Quinidine

10 Mei 2019| Lenny Tan

Quinidine adalah obat untuk denyut jantung yang tidak teratur

Cardioquin, Quinaglute, Quinalan, Quinidex Extentabs

Quinidine merupakan obat yang digunakan untuk mengobati jantung yang berdenyut tidak teratur, seperti fibrilasi atrium. Obat ini juga dapat meningkatkan kemampuan aktivitas jantung.
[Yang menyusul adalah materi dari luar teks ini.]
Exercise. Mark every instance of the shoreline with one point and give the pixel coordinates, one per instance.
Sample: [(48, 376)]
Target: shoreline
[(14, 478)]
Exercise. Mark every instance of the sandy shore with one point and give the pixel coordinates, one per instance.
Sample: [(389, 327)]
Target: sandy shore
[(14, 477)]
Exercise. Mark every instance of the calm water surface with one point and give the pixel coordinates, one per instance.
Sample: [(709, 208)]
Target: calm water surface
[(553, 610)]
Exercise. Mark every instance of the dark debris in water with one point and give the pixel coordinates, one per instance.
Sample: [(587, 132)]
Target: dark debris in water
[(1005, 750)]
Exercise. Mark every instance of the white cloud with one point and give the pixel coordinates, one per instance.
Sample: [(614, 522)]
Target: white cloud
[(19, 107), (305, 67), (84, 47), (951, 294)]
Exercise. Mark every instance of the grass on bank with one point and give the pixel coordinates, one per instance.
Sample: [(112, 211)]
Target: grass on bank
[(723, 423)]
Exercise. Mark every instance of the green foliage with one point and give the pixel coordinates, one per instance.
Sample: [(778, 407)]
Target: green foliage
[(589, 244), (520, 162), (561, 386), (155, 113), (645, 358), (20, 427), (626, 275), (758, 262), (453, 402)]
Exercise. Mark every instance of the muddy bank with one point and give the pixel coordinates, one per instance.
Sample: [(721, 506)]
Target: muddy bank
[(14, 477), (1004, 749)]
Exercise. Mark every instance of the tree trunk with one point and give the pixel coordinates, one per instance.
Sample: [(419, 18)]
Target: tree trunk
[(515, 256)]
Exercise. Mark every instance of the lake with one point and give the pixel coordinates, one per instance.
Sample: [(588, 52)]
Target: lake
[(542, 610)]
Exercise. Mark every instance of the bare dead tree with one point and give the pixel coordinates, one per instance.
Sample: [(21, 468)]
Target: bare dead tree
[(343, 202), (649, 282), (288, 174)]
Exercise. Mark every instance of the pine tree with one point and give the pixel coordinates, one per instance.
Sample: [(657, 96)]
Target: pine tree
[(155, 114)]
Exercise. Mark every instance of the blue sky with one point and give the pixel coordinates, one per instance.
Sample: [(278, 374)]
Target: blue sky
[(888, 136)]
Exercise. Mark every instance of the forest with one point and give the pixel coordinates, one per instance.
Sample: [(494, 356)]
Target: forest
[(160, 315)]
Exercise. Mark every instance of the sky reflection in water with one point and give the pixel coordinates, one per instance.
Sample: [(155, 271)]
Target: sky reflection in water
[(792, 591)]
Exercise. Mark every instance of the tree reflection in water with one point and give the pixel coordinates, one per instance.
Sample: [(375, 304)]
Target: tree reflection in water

Obat ini tidak menghentikan detak jantung secara keseluruhan, melainkan hanya memblokir detak jantung yang abnormal. Quinidine juga biasa digunakan sebagai antimalaria dan sering dikenal dengan istilah kina.

Quinidine (Kuinidin)
Golongan

Antiaritmia

Kategori obat

Obat resep

Bentuk sediaan obat

Tablet dan suntikan

Dikonsumsi oleh

Dewasa

Kategori kehamilan dan menyusui

Kategori C: Penelitian pada hewan percobaan menunjukkan efek buruk terhadap janin dan tidak ditemukan studi yang memadai pada manusia. Namun, mengingat efektivitasnya, penggunaannya dapat dipertimbangkan pada wanita hamil sekalipun berisiko.

Dosis obat

Dosis diberikan oleh dokter berdasarkan kondisi medis dan mungkin bervariasi berdasarkan kondisi individu. Selama pengobatan, dokter akan melihat respons terhadap pengobatan dan melakukan penyesuaian dosis bila diperlukan.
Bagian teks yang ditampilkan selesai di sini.